Vol 3 Section 1067

1904                                                                           1003

Dear Joe: / It is 13 days. I am bewildered and must remain so for a time longer. It was so sudden, so unexpected. Imagine a man worth a hundred millions who suddenly finds himself penniless & fifty millions in debt in his old age. I was richer than any other person in the world, and now I am that pauper without peer. Some day I will tell you about it, not now. / Mark [MTP].

Sam’s notebook: “Villa di Quarto / I got up in a chair in my room on the second floor, & lost my balance and fell almost out. I don’t know what saved me. The fall would have killed me; in my bereaved circumstances the world would have been sure it was suicide” [NB 47 TS 12].

Bram Stoker in London wrote condolences to Sam [MTP].

June 19 SundayAt the Villa Reale di Quarto Sam wrote to Charles J. Langdon.

I am a man without a country. Wherever Livy was, that was my country. And now she is gone. It is 2 weeks to-day. But it seems only yesterday. Tomorrow we quit this residence—without her. That is strange: it has never happened before. For four days the trunk-packing has been going on—and Livy not superintending. That has never happened before: for even when we were leaving Riverdale she gave instructions from her bed. We have had to do all our planning by ourselves; for our journey, & if she were here she would show us that we have done it poorly, & we should see it ourselves. We have been beset with perplexities and uncertainties—she never had any. How we miss her clear head!

Clara left her room this morning, at last, & drove half an hour, which rejoiced us. It decided us that we could leave this sad house a day sooner than we were hoping for.
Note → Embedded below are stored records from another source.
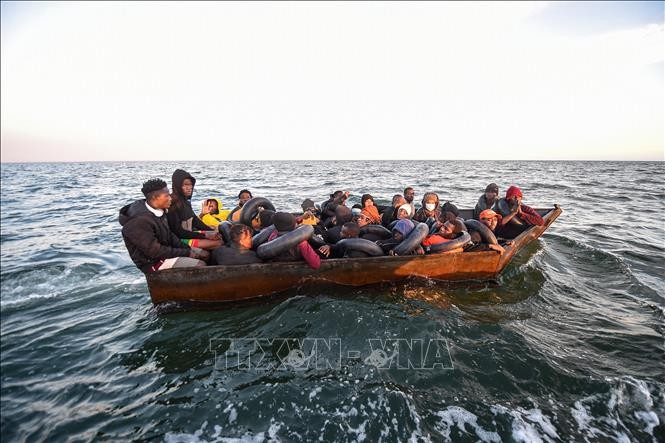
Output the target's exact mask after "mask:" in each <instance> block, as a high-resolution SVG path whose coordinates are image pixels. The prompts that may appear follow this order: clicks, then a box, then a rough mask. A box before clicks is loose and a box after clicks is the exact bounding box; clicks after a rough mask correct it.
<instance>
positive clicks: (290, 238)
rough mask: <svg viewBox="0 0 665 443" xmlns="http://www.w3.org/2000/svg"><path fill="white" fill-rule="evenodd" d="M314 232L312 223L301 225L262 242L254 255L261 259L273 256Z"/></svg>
mask: <svg viewBox="0 0 665 443" xmlns="http://www.w3.org/2000/svg"><path fill="white" fill-rule="evenodd" d="M313 234H314V228H313V227H312V225H302V226H299V227H297V228H296V229H294V230H293V231H291V232H288V233H286V234H284V235H282V236H281V237H277V238H276V239H274V240H271V241H269V242H268V243H264V244H262V245H261V246H259V247H258V248H257V249H256V255H258V256H259V257H260V258H262V259H264V260H265V259H270V258H275V257H277V256H278V255H279V254H281V253H283V252H286V251H288V250H289V249H291V248H294V247H296V246H298V245H299V244H300V243H302V242H304V241H307V240H309V239H310V238H311V237H312V235H313Z"/></svg>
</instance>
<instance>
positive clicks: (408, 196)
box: [404, 186, 416, 203]
mask: <svg viewBox="0 0 665 443" xmlns="http://www.w3.org/2000/svg"><path fill="white" fill-rule="evenodd" d="M415 196H416V191H415V190H414V189H413V188H412V187H411V186H409V187H408V188H406V189H404V198H405V199H406V202H407V203H413V198H414V197H415Z"/></svg>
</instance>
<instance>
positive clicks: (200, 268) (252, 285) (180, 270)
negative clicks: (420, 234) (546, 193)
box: [146, 205, 562, 303]
mask: <svg viewBox="0 0 665 443" xmlns="http://www.w3.org/2000/svg"><path fill="white" fill-rule="evenodd" d="M537 210H538V211H539V212H540V213H541V214H543V218H544V221H545V224H544V225H543V226H534V227H531V228H530V229H528V230H527V231H525V232H523V233H522V234H520V235H519V236H518V237H516V238H515V239H514V240H513V243H512V244H511V245H510V246H505V247H504V248H505V252H504V253H503V254H501V253H499V252H497V251H493V250H489V251H475V252H451V253H439V254H427V255H415V256H382V257H364V258H341V259H326V260H322V261H321V267H320V268H319V269H316V270H314V269H310V268H309V267H308V266H307V265H306V264H305V263H303V262H275V263H257V264H251V265H218V266H207V267H203V268H183V269H169V270H164V271H160V272H156V273H151V274H147V275H146V280H147V282H148V287H149V289H150V294H151V298H152V300H153V302H154V303H161V302H165V301H205V302H211V301H214V302H224V301H237V300H242V299H249V298H257V297H261V296H266V295H269V294H274V293H276V292H280V291H283V290H286V289H289V288H293V287H297V286H302V285H306V284H314V283H327V282H330V283H335V284H340V285H350V286H362V285H366V284H372V283H377V282H381V281H391V280H400V279H404V278H408V277H424V278H434V279H442V280H487V279H492V278H495V277H496V275H497V274H498V273H500V272H501V271H502V270H503V269H504V268H505V266H506V265H507V264H508V263H509V262H510V260H511V259H512V257H513V256H514V255H515V254H517V253H518V252H519V251H520V250H521V249H522V248H523V247H524V246H526V245H527V244H528V243H530V242H531V241H533V240H535V239H537V238H538V237H540V235H542V233H543V232H544V231H545V230H546V229H547V228H548V227H549V226H550V225H551V224H552V223H553V222H554V220H555V219H556V218H557V217H558V216H559V214H561V212H562V210H561V208H560V207H559V206H558V205H555V207H554V208H552V209H537Z"/></svg>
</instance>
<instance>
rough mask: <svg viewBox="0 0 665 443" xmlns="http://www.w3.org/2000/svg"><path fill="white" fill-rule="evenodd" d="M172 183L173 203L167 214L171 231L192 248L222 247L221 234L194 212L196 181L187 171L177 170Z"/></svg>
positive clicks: (175, 170)
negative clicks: (199, 218)
mask: <svg viewBox="0 0 665 443" xmlns="http://www.w3.org/2000/svg"><path fill="white" fill-rule="evenodd" d="M172 181H173V188H172V193H171V200H172V203H171V208H170V209H169V211H168V212H167V214H166V218H167V220H168V222H169V227H170V228H171V231H172V232H173V233H174V234H175V235H176V236H178V238H180V240H181V241H182V242H183V244H185V245H187V246H190V247H194V248H201V249H208V250H212V249H215V248H218V247H220V246H221V245H222V244H223V242H222V238H221V236H220V234H219V232H218V231H217V230H216V229H213V228H211V227H210V226H208V225H206V224H205V223H203V222H202V221H201V219H199V218H198V217H197V216H196V214H194V211H193V210H192V203H191V198H192V193H193V192H194V185H195V184H196V179H195V178H194V177H192V176H191V174H189V173H188V172H187V171H183V170H182V169H176V170H175V172H173V177H172Z"/></svg>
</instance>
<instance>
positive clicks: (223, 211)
mask: <svg viewBox="0 0 665 443" xmlns="http://www.w3.org/2000/svg"><path fill="white" fill-rule="evenodd" d="M222 208H223V205H222V201H221V200H220V199H218V198H214V197H213V198H209V199H206V200H205V201H204V202H203V204H202V205H201V213H200V214H199V218H200V219H201V221H202V222H203V223H205V224H206V225H208V226H210V227H211V228H215V229H217V227H218V226H219V224H220V223H221V222H223V221H224V220H226V218H227V217H228V216H229V213H230V212H231V211H229V210H228V209H222Z"/></svg>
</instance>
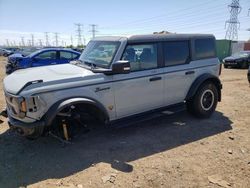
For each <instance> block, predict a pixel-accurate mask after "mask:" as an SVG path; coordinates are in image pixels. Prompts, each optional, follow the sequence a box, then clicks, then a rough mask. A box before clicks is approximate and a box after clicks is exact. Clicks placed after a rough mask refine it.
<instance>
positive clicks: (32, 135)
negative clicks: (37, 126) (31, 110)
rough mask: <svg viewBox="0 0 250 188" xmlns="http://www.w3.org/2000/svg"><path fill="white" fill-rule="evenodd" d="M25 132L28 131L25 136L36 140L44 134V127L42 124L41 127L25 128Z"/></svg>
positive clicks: (32, 139) (30, 139)
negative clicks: (26, 128) (43, 132)
mask: <svg viewBox="0 0 250 188" xmlns="http://www.w3.org/2000/svg"><path fill="white" fill-rule="evenodd" d="M25 132H26V133H27V134H26V135H25V138H27V139H29V140H35V139H37V138H39V137H41V136H42V135H43V132H44V127H42V126H41V127H35V128H31V129H27V130H25Z"/></svg>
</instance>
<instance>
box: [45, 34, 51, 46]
mask: <svg viewBox="0 0 250 188" xmlns="http://www.w3.org/2000/svg"><path fill="white" fill-rule="evenodd" d="M44 35H45V46H50V44H49V32H45V33H44Z"/></svg>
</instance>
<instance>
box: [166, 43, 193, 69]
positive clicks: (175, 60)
mask: <svg viewBox="0 0 250 188" xmlns="http://www.w3.org/2000/svg"><path fill="white" fill-rule="evenodd" d="M164 56H165V66H172V65H181V64H185V63H187V62H189V59H190V50H189V41H173V42H165V43H164Z"/></svg>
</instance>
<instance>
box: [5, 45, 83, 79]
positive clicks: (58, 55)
mask: <svg viewBox="0 0 250 188" xmlns="http://www.w3.org/2000/svg"><path fill="white" fill-rule="evenodd" d="M79 56H80V53H79V52H76V51H74V50H71V49H64V48H45V49H41V50H38V51H35V52H33V53H31V54H29V55H27V56H24V55H23V54H21V53H17V54H13V55H10V56H9V57H8V63H7V65H6V74H11V73H12V72H14V71H16V70H18V69H25V68H29V67H38V66H46V65H56V64H64V63H69V62H70V61H72V60H75V59H78V58H79Z"/></svg>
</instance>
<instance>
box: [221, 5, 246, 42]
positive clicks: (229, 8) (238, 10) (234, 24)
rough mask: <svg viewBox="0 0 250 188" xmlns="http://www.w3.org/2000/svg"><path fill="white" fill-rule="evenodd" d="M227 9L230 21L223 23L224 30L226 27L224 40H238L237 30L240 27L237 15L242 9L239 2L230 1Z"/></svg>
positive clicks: (240, 11)
mask: <svg viewBox="0 0 250 188" xmlns="http://www.w3.org/2000/svg"><path fill="white" fill-rule="evenodd" d="M228 7H229V9H230V19H229V20H227V21H226V22H225V28H226V27H227V31H226V35H225V39H229V40H238V29H239V27H240V22H239V20H238V15H239V14H240V12H241V9H242V8H241V6H240V3H239V0H232V3H231V4H230V5H228Z"/></svg>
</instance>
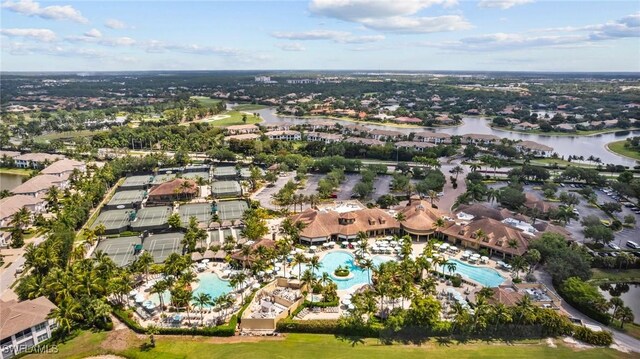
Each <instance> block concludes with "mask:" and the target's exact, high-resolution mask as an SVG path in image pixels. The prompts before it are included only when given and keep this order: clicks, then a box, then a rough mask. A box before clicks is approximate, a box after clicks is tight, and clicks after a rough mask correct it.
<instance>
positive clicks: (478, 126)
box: [252, 108, 640, 166]
mask: <svg viewBox="0 0 640 359" xmlns="http://www.w3.org/2000/svg"><path fill="white" fill-rule="evenodd" d="M252 112H258V113H260V116H262V118H263V119H264V120H265V122H267V123H271V122H289V123H301V122H302V123H304V122H308V121H309V119H306V118H301V117H295V116H291V117H289V116H285V117H283V116H279V115H277V114H276V113H275V110H274V109H272V108H266V109H262V110H258V111H252ZM336 122H337V123H340V124H342V125H352V124H353V122H350V121H341V120H336ZM363 126H365V127H367V128H369V129H381V130H395V131H400V132H403V133H410V132H422V131H433V132H442V133H448V134H451V135H464V134H468V133H478V134H492V135H496V136H500V137H502V138H508V139H512V140H530V141H535V142H538V143H542V144H545V145H547V146H550V147H553V148H554V151H555V152H557V153H558V155H560V156H564V157H565V158H566V157H568V156H570V155H576V156H584V157H585V158H588V157H589V156H595V157H599V158H600V160H601V161H602V163H605V164H606V163H613V164H618V165H624V166H635V165H636V164H637V163H636V161H634V160H632V159H628V158H626V157H621V156H618V155H616V154H614V153H612V152H609V151H608V150H607V149H606V148H605V145H606V144H607V143H609V142H612V141H619V140H623V139H625V138H627V137H631V136H633V135H635V136H638V135H640V131H619V132H615V133H606V134H600V135H594V136H549V135H540V134H529V133H518V132H510V131H504V130H498V129H494V128H491V127H490V126H489V124H488V121H487V120H486V119H484V118H481V117H465V118H463V124H462V125H460V126H457V127H451V128H439V129H437V130H436V129H433V128H428V127H420V128H400V127H393V126H386V125H382V124H380V125H374V124H364V125H363Z"/></svg>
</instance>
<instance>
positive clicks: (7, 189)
mask: <svg viewBox="0 0 640 359" xmlns="http://www.w3.org/2000/svg"><path fill="white" fill-rule="evenodd" d="M24 178H25V176H22V175H17V174H13V173H0V191H2V190H5V189H6V190H7V191H11V190H12V189H14V188H16V187H18V186H19V185H21V184H22V179H24Z"/></svg>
We remain at the Hotel de Ville several days; then go to Rome & let Clara rest a day; then to Naples the evening of the 27th & sail next day.

I am bringing nothing dutiable except a couple of side-saddles, which the children have used several months. IF they are dutiable, all right; I think they cost Livy $30 or $40 apiece. They & the horses were her last important gift to the children. She wouldn’t let me share—she paid the whole out of her own Elmira money, & took such an enthusiastic pleasure in it. Those are the most precious horses in the world, now. I am bringing home the trunk of family silver—it came here from the Lincoln Safe Deposit some months ago. None of it is dutiable.
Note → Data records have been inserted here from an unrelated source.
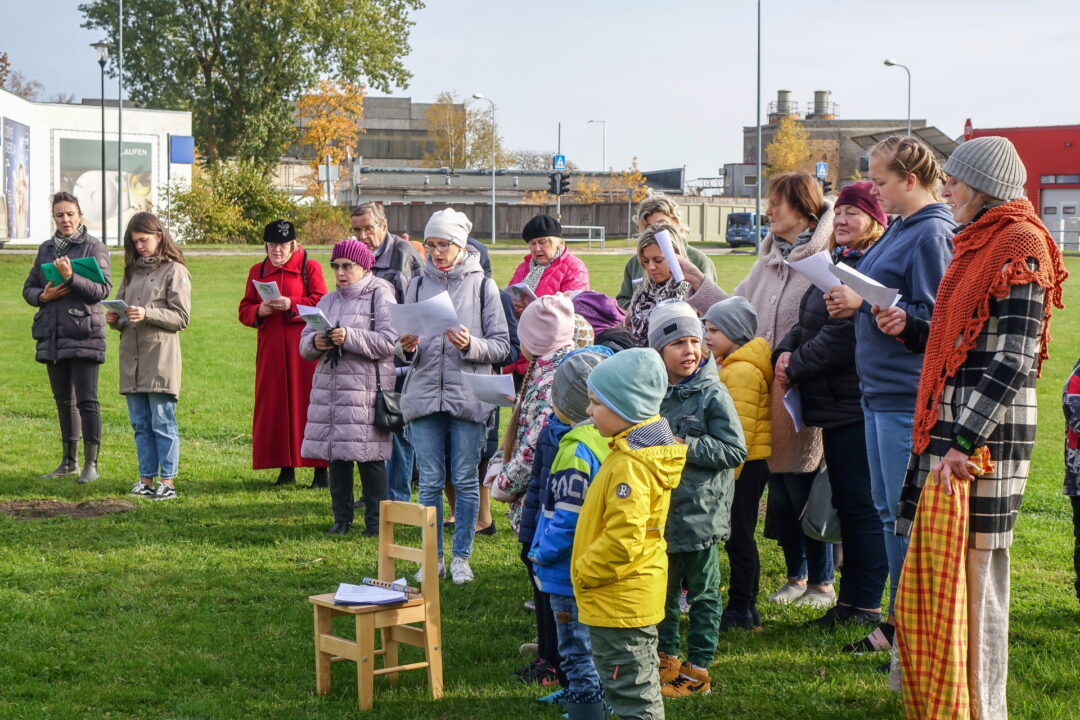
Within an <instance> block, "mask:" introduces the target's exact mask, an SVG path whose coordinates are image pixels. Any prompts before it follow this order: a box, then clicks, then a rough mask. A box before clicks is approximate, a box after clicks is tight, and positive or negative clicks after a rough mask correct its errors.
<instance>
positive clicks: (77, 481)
mask: <svg viewBox="0 0 1080 720" xmlns="http://www.w3.org/2000/svg"><path fill="white" fill-rule="evenodd" d="M98 449H100V446H99V445H97V444H96V443H84V444H83V446H82V453H83V454H82V457H83V463H82V474H81V475H80V476H79V479H78V480H76V483H78V484H79V485H85V484H86V483H93V481H94V480H96V479H97V478H98V475H97V451H98Z"/></svg>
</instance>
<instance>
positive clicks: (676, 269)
mask: <svg viewBox="0 0 1080 720" xmlns="http://www.w3.org/2000/svg"><path fill="white" fill-rule="evenodd" d="M656 239H657V245H659V246H660V252H661V253H663V254H664V260H666V261H667V269H669V270H671V271H672V277H674V279H675V282H676V283H681V282H683V280H684V279H685V275H684V274H683V268H681V266H679V263H678V255H676V254H675V247H674V246H673V245H672V237H671V235H670V234H669V233H667V231H666V230H661V231H660V232H658V233H657V234H656Z"/></svg>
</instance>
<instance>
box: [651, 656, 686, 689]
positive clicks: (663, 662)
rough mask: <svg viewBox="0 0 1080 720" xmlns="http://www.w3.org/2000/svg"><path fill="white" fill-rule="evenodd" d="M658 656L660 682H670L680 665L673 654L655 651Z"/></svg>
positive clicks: (677, 669) (676, 671) (665, 682)
mask: <svg viewBox="0 0 1080 720" xmlns="http://www.w3.org/2000/svg"><path fill="white" fill-rule="evenodd" d="M657 654H658V655H659V656H660V684H664V683H666V682H671V681H672V680H674V679H675V678H677V677H678V670H679V667H680V666H681V663H679V661H678V657H676V656H675V655H669V654H667V653H662V652H660V653H657Z"/></svg>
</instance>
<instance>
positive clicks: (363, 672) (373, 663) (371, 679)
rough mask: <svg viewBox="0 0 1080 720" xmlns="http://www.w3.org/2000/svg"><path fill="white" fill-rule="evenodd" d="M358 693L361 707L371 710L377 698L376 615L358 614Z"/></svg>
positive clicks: (357, 646)
mask: <svg viewBox="0 0 1080 720" xmlns="http://www.w3.org/2000/svg"><path fill="white" fill-rule="evenodd" d="M356 646H357V650H359V651H360V652H359V655H360V657H359V660H357V661H356V689H357V690H356V694H357V695H359V699H360V709H361V710H369V709H372V704H373V703H374V699H375V693H374V685H375V615H374V614H372V613H367V614H364V615H356Z"/></svg>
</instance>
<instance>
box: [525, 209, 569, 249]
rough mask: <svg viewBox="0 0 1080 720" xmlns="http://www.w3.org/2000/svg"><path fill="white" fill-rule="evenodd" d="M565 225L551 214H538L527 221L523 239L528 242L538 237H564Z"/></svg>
mask: <svg viewBox="0 0 1080 720" xmlns="http://www.w3.org/2000/svg"><path fill="white" fill-rule="evenodd" d="M562 236H563V226H561V225H559V223H558V220H556V219H555V218H553V217H552V216H550V215H538V216H536V217H535V218H532V219H531V220H529V221H528V222H526V223H525V229H524V230H522V240H524V241H525V242H526V243H527V242H529V241H530V240H536V239H537V237H562Z"/></svg>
Dear, dear Livy, she bore the burden & privations of our poverty for years, & never uttered a murmur nor allowed me to curse myself for causing it; & just as the relief came she was stricken down & cruelly robbed of her reward. Even after we arrived here she was not willing to spend money freely, because our expenses were $1650 a month—hardly $500 a month short of Riverdale; but I said I would earn $10,000 by magazine work if she would throw away every penny of it on whatever she chose, & please me. Before the end of January (I think it was,) I had managed to work 3 days in every week; & when I showed her that I had earned $11,000-odd, she never again refused to buy whatever she wanted. What a beautiful spirit passed from the earth when the light went out of her dear eyes! How sweet she looked, & young & lovely & worshipful, when she lay in the hallowed grace & dignity of death! [MTP]. Note: Sam headed the letter “Villa di Quarto” though from the text it seems they moved to the Hotel De Ville in Florence this day.
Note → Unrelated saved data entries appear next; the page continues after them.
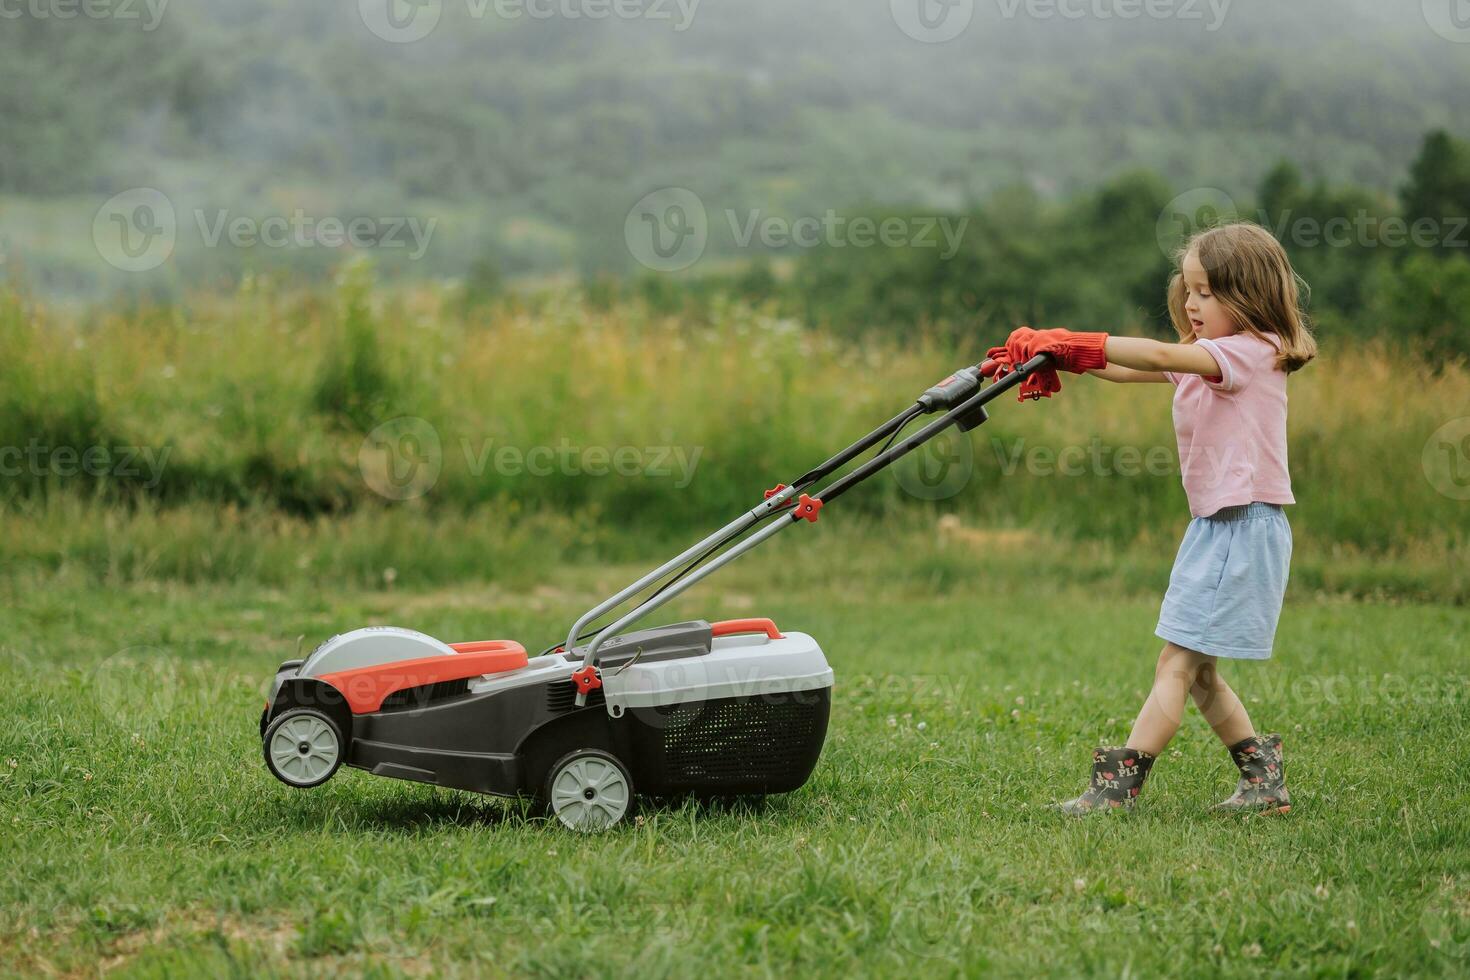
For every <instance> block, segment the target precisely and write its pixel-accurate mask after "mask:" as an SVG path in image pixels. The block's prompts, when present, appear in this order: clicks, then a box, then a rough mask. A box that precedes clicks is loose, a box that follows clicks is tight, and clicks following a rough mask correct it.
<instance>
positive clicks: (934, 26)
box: [889, 0, 1233, 44]
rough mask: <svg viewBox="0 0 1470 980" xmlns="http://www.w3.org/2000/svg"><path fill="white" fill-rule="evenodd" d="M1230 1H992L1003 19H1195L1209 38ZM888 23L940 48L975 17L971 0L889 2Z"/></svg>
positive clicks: (1038, 20)
mask: <svg viewBox="0 0 1470 980" xmlns="http://www.w3.org/2000/svg"><path fill="white" fill-rule="evenodd" d="M1232 3H1233V0H995V7H997V10H998V13H1000V16H1001V19H1003V21H1014V19H1017V18H1026V19H1029V21H1139V19H1150V21H1183V22H1192V21H1198V22H1200V24H1202V26H1204V29H1205V32H1208V34H1213V32H1216V31H1219V29H1220V28H1222V26H1223V25H1225V19H1226V16H1229V13H1230V4H1232ZM889 10H891V12H892V15H894V24H897V25H898V28H900V29H901V31H903V32H904V34H907V35H908V37H911V38H913V40H916V41H925V43H928V44H942V43H944V41H953V40H954V38H957V37H960V34H963V32H964V31H966V28H969V26H970V22H972V21H973V19H975V0H889Z"/></svg>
Sam also wrote a letter of recommendation for Ugo Piemontini to an unidentified man: “Ugo Piemontini,

a man of good character and habits, whom I have sent over in charge of two gray mares…” [MTP: Dawson’s Book

Shop Catalog, No. 141, Item 218]. Note: See June 13 to Langdon.

Frederick J. Hall wrote a letter of condolence to Sam [MTP].

Odoardo Luchini wrote a letter of condolence in Italian to Sam [MTP].

June 20 Monday – Jean Clemens was ill, so Sam and Katy Leary remained with Jean at the Villa di Quarto for three hours. In the meantime the rest of the party (Isabel V. Lyon, her mother Georgiana

SLC used mourning border for most letters from Susy’s death on, then from Livy’s death on.